Part 2 of financial statement analysis : Profit and Loss Statement Analysis:

this article helps explain profit and loss statement. Profit and loss statement is required for financial statement analysis. This is a part of basics of finance launched by the buzz stand

Profit and Loss statement analysis

 

This article is another one in the series of basics of finance by The Buzz Stand. While investing in a particular company people often say this company is better than the other one. One would always prefer to invest in Reliance over L&T whenever given a chance. How do we find out whether a company/business is profitable or not? At this point Profit and Loss Statement comes into picture. Income Statement or Profit and Loss Statement or Statement of Profit and Loss by whichever name we call it is one of the most common and most popular part of the financial statement of a company that shows a company’s revenue earned and expenses incurred in earning that revenue during a particular time period. The other components of financial statement are Balance Sheet and Cash Flow Statement. Under the law it is mandatory for all profit making organisations to prepare its Profit and Loss Statement either monthly, quarterly or at the end of the financial year, while the same is optional for Not for Profit Organisations. While preparing the P/L Statement in India one needs to follow the Accounting Standards and provisions of Companies Act, 2013 and Income Tax Act. Different countries have different Accounting Standards for preparation of Financial Statements.

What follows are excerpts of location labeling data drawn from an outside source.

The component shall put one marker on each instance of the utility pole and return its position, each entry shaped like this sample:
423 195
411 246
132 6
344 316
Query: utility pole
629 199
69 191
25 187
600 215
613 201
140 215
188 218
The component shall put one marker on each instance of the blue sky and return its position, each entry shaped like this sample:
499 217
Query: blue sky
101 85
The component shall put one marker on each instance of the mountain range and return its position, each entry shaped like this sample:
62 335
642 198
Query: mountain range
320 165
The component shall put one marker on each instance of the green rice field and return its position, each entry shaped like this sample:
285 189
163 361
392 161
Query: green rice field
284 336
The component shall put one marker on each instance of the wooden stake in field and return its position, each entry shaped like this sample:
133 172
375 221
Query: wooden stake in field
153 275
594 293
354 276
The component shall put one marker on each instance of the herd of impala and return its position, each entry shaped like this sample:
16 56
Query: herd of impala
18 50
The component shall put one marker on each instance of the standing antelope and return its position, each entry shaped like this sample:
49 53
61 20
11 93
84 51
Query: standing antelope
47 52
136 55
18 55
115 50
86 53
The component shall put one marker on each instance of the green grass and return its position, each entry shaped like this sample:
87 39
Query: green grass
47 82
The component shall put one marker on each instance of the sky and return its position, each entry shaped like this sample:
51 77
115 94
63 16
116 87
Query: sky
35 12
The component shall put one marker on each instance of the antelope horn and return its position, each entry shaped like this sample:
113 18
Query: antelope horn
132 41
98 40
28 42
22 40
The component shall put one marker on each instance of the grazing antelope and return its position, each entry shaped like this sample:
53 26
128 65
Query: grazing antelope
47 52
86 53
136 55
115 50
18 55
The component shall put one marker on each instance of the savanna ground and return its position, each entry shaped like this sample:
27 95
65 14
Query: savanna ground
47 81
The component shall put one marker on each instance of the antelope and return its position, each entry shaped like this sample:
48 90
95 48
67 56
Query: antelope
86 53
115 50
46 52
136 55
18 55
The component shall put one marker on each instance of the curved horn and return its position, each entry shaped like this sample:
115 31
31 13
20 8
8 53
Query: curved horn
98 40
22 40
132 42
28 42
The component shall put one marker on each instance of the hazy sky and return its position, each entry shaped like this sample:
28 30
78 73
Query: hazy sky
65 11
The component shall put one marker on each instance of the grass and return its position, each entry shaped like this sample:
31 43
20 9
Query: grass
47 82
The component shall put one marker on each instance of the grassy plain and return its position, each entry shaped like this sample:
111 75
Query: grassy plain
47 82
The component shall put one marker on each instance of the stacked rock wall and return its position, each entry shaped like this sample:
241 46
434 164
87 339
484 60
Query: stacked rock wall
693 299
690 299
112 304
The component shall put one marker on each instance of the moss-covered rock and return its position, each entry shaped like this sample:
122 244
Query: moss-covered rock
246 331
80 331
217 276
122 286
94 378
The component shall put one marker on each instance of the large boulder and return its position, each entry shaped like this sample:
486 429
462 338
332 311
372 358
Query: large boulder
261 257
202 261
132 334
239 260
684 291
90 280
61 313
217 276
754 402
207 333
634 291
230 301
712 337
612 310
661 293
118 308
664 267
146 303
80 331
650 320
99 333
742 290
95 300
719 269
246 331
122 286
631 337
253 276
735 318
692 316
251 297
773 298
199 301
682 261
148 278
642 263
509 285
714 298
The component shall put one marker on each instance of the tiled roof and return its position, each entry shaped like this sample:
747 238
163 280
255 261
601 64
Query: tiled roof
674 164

Starting and running a business is not easy if an entrepreneur fails to read and understand the Financial Statements. Even today many business men and investors fail to apprehend the basic idea of reading and analysing a Financial Statement and as a result at times they tend to invest in companies not generating enough profits and therefore incur loss on the amount so invested.

For being able to read a Profit and Loss Statement one must understand the meaning of its different sections and different components of the sections. We usually have two sections in the Statement of Profit and Loss revenue and expenses. Revenue is considered as the ‘top line’ of Profit and Loss Statement and is the money that the business earns from it sales in case of profit making organisation and in case of Not for Profit Organisation’s it shows the money raised from fundraising. The revenue so earned highlights whether the company will be able to cover up its present expenses and past losses or not. The revenue section includes: –
• Revenue from Operating activity
• Other Income which further includes
 Discount received
 Commission received
 Non-trading income
 Interest received
 Bad debt recovered
 Rent received
 Profit on sale of assets, etc.
The expenses includes the cost the company/business incurs to produce and deliver the goods and services so produced to the consumers. Here, we only consider direct expenses i.e. the expenses that directly contribute to the sale. The expenses section includes:-
• Cost of Goods Sold (in case of trading/manufacturing business)
• Cost of Service (in case of service business)
• Other expenses which further includes
 Office salaries
 Legal charges
 Depreciation and Amortization expenses
 Audit fees
 Repair & Renewals
 Advertisement expenses
 Bad debts
 Sales commission, etc.
After deducting expenses from revenue we receive Gross Profit or Gross Loss. Gross profit represents the cost incurred for sale of goods.

Gross Profit = Revenue – Expenses

If the Gross profit is obtained in positive value then it shows the cost incurred for the sale of goods is less than the cost of producing and delivering them to consumers and that a considerable amount is left to meet the other expenses of business. But if the Gross profit is in negative value i.e. it is a case of Gross Loss it highlights that the cost incurred is more than the revenue generated and it will be hard for the business to meet it other expenses. When we deduct tax liability from the gross profit we get Net Profit which is the ‘bottom line’ of the Profit and Loss Statement.
Net profit = Gross profit – Tax
Net profit is the actual profit made by the business and is distributed among the shareholders as dividend and the amount so left after is kept in business as retained earnings for future needs and too meet any unforeseen liability.

Having known about the meaning of different sections of a Profit and Loss Statement now we deal with the question as to why be it essential to know how to interpret a P/L Statement. It is like a financial report that tells the management, investors and creditors how the business is performing in terms of revenue and how the amount so earned is being utilized. Having read a P/L Statement the management gets to know as to how much of the goods/services are sold, gets an insight about what should be the future sales policies, how expenses should be reduced and organising the tax liability. P/L Statement helps the shareholders/investors in making decision about whether investment should be made or not. The P/L Statement indicates the credit worthiness of a business and provides confidence to the creditors that the sum borrowed will be repaid. The Government too goes through the Statements of different business houses before formulating appropriate financial policies for diverse industries. These also reasons point out that having the proper knowledge about the various sections of P/L Statement is very crucial. Even if a slight mistake is committed while reading financial statements the management can incur huge loss and the investors might lose an opportunity to earn profit.

These days we have different online platforms and websites which help investors in getting the knowledge about  Financial Statement analysis. A rational investors always studies the past Statements of the company before investing in it. The company also tries its best to present an unbiased and correct picture of its financial state through these Statements.